Dieser Text war ursprünglich als Diskussionsbeitrag in der Wochenzeitung „Jungle World“ angedacht und konnte, nach Angaben eines Redaktionsmitglieds, nicht berücksichtigt werden.

Drag Queens der antirassistischen Linken – Die Postcolonial Studies und der Flüchtlingsprotest

Der einst revolutionäre Materialismus mittels dem linkskommunistische Dissidenten in der Geschichte beständig, wenn auch in der Anzahl nur gering, dem jeweiligen umstrittenen Gegenstand durch den in der Sache selbst aufzuzeigenden Widerspruchscharakter beizukommen pflegten, liegt in Zeiten postmoderner Diskurstheorie gänzlich brach.(1)

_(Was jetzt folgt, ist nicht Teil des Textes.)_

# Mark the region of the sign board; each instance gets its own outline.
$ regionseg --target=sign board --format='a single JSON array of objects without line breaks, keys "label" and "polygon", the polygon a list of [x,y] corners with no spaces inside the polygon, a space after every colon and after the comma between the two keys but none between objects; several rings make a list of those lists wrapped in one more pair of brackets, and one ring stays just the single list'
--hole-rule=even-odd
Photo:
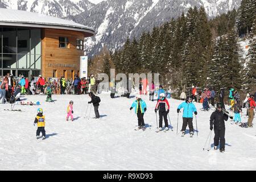
[{"label": "sign board", "polygon": [[87,78],[87,71],[88,66],[88,56],[80,56],[80,77]]}]

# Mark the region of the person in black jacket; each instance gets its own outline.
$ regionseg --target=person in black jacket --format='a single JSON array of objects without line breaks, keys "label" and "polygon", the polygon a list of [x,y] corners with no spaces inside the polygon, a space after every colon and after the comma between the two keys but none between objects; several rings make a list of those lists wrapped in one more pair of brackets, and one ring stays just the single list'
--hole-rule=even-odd
[{"label": "person in black jacket", "polygon": [[92,103],[93,107],[94,107],[94,113],[96,117],[93,118],[100,118],[100,113],[98,113],[98,106],[100,102],[100,98],[98,96],[96,96],[92,92],[89,93],[89,96],[92,98],[92,100],[88,102],[88,104]]},{"label": "person in black jacket", "polygon": [[220,100],[220,102],[222,104],[223,108],[225,109],[224,96],[225,96],[225,89],[222,88],[221,88],[221,90],[220,92],[219,100]]},{"label": "person in black jacket", "polygon": [[216,110],[212,113],[210,118],[210,130],[212,130],[213,125],[214,125],[214,148],[217,150],[220,141],[220,152],[221,152],[225,151],[225,121],[228,121],[229,118],[226,112],[224,112],[222,109],[221,103],[217,104]]}]

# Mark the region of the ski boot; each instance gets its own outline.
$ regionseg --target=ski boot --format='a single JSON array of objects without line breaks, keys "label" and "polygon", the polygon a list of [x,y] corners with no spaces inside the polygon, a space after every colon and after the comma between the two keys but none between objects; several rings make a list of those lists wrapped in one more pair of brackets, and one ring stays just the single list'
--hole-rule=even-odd
[{"label": "ski boot", "polygon": [[193,137],[193,135],[194,135],[194,133],[193,131],[191,131],[189,133],[190,137]]},{"label": "ski boot", "polygon": [[185,135],[185,131],[182,131],[181,136],[184,136]]},{"label": "ski boot", "polygon": [[224,148],[221,148],[221,149],[220,149],[220,152],[221,152],[221,153],[224,153],[224,152],[225,152],[225,149],[224,149]]}]

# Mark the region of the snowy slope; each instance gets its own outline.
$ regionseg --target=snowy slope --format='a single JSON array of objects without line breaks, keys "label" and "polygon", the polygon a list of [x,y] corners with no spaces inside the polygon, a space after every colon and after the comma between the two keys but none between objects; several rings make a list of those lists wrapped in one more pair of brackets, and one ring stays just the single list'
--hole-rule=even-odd
[{"label": "snowy slope", "polygon": [[[4,111],[10,105],[0,105],[0,170],[250,170],[256,169],[255,128],[243,129],[226,122],[226,152],[203,151],[209,132],[211,111],[198,110],[196,133],[193,138],[176,135],[176,108],[180,101],[169,100],[174,131],[155,132],[155,102],[148,101],[145,131],[135,131],[134,111],[129,108],[134,98],[110,99],[100,95],[100,120],[83,118],[89,101],[86,96],[53,95],[55,103],[44,101],[46,96],[22,99],[39,101],[46,115],[47,138],[36,140],[32,125],[38,106],[16,106],[23,112]],[[67,122],[69,101],[74,101],[74,122]],[[88,110],[89,110],[89,108]],[[91,116],[94,117],[93,109]],[[242,117],[243,121],[246,120]],[[179,129],[181,116],[179,118]],[[254,121],[255,122],[255,121]],[[196,129],[195,119],[193,120]],[[213,133],[211,143],[213,143]]]}]

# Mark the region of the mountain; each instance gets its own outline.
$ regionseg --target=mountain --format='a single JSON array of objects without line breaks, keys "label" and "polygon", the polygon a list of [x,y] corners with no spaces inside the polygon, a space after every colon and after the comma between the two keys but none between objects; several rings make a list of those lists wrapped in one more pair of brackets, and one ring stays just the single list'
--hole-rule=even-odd
[{"label": "mountain", "polygon": [[94,28],[85,51],[92,56],[105,46],[111,50],[127,38],[138,38],[193,6],[204,6],[209,18],[237,9],[241,0],[106,0],[95,5],[88,0],[0,0],[0,7],[43,13],[72,20]]}]

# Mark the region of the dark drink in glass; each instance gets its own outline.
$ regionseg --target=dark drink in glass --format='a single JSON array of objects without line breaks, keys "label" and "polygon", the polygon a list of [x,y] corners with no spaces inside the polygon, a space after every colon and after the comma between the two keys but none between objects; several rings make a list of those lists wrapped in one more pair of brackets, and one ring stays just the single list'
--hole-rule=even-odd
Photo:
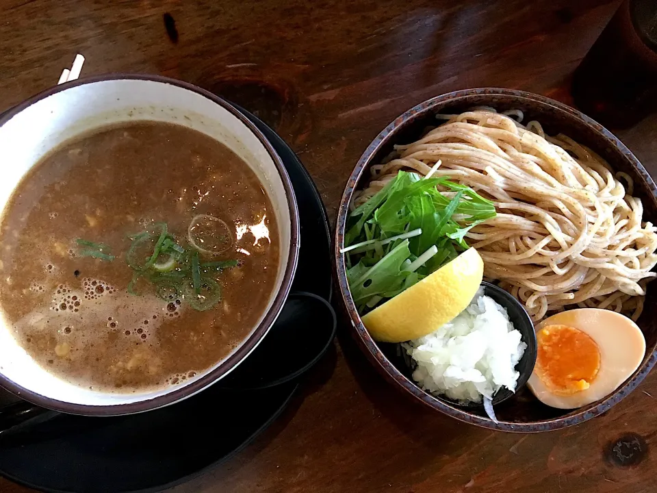
[{"label": "dark drink in glass", "polygon": [[657,0],[625,0],[573,77],[573,97],[606,127],[657,110]]}]

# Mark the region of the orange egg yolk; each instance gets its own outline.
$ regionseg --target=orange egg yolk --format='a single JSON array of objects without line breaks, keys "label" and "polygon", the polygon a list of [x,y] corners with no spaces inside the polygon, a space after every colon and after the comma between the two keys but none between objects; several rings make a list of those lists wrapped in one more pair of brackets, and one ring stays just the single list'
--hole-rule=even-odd
[{"label": "orange egg yolk", "polygon": [[537,334],[534,371],[556,395],[589,388],[600,369],[600,350],[591,336],[567,325],[548,325]]}]

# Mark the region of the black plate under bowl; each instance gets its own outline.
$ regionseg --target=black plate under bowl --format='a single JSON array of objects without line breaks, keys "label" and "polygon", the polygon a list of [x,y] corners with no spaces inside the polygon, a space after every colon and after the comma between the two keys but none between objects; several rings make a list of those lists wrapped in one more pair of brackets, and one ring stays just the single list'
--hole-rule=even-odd
[{"label": "black plate under bowl", "polygon": [[[302,247],[292,289],[328,300],[331,240],[320,194],[285,142],[244,113],[282,158],[298,203]],[[59,415],[0,435],[0,475],[48,492],[160,491],[242,450],[283,412],[297,385],[295,380],[257,390],[215,385],[181,403],[142,414]],[[0,405],[6,398],[2,392]]]}]

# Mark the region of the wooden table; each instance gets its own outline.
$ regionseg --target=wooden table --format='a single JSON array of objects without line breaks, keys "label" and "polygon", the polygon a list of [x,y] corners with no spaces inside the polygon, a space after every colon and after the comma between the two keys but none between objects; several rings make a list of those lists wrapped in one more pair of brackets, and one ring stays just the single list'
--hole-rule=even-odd
[{"label": "wooden table", "polygon": [[[272,125],[299,154],[333,216],[368,144],[424,99],[498,86],[569,102],[571,74],[617,5],[1,0],[0,111],[55,84],[77,52],[87,58],[83,75],[181,79]],[[657,172],[657,117],[618,135]],[[235,459],[175,491],[654,492],[653,395],[654,372],[619,405],[575,428],[491,432],[396,394],[342,327],[281,419]],[[630,449],[636,464],[623,466]],[[0,492],[25,491],[0,479]]]}]

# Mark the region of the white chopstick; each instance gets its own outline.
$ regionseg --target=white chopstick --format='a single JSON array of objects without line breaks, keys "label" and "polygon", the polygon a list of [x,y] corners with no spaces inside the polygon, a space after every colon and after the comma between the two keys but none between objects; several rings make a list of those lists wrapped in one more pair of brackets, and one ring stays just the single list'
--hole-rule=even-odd
[{"label": "white chopstick", "polygon": [[78,53],[75,55],[75,60],[73,60],[73,64],[70,70],[64,68],[60,75],[60,80],[57,84],[68,82],[68,81],[75,80],[80,76],[80,72],[82,71],[82,66],[84,64],[84,57]]}]

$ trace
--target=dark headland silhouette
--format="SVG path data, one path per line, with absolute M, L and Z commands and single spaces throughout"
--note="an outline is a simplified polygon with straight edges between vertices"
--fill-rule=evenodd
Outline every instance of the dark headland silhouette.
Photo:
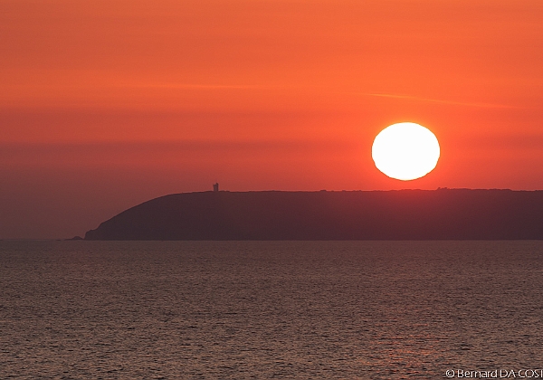
M 85 240 L 519 239 L 543 239 L 543 191 L 173 194 L 85 234 Z

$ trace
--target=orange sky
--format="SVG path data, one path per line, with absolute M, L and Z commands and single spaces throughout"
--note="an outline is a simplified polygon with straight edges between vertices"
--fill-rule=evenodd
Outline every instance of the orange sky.
M 540 0 L 5 0 L 0 238 L 169 193 L 543 189 Z M 414 121 L 436 169 L 378 172 Z

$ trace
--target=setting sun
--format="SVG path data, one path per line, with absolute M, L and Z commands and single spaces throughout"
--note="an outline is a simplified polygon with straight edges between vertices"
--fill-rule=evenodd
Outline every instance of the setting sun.
M 376 166 L 391 178 L 409 181 L 430 173 L 437 165 L 437 138 L 415 123 L 386 127 L 374 140 L 372 157 Z

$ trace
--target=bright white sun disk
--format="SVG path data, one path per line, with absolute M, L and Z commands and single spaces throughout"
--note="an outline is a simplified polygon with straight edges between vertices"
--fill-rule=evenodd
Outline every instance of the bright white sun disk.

Wo die Lebensrealität von Flüchtlingen zwischen dem Kampf um Anerkennung grundlegender Staatsbürgerrechte einerseits, dem Verdursten in der libyschen Wüste, dem Ersticken in den Radkästen griechischer LKWs, dem Ertrinken im Mittelmeer oder dem langsamen Tod in den Flüchtlingshöllen Ost- und Südeuropas andererseits zur „profanen Frage des legalen Aufenthalts im Nationalstaat“ (2) reduziert wird, da kann man sicher sein: Hier hat man es mit veritablen Denk- und Menschenfeinden zu tun.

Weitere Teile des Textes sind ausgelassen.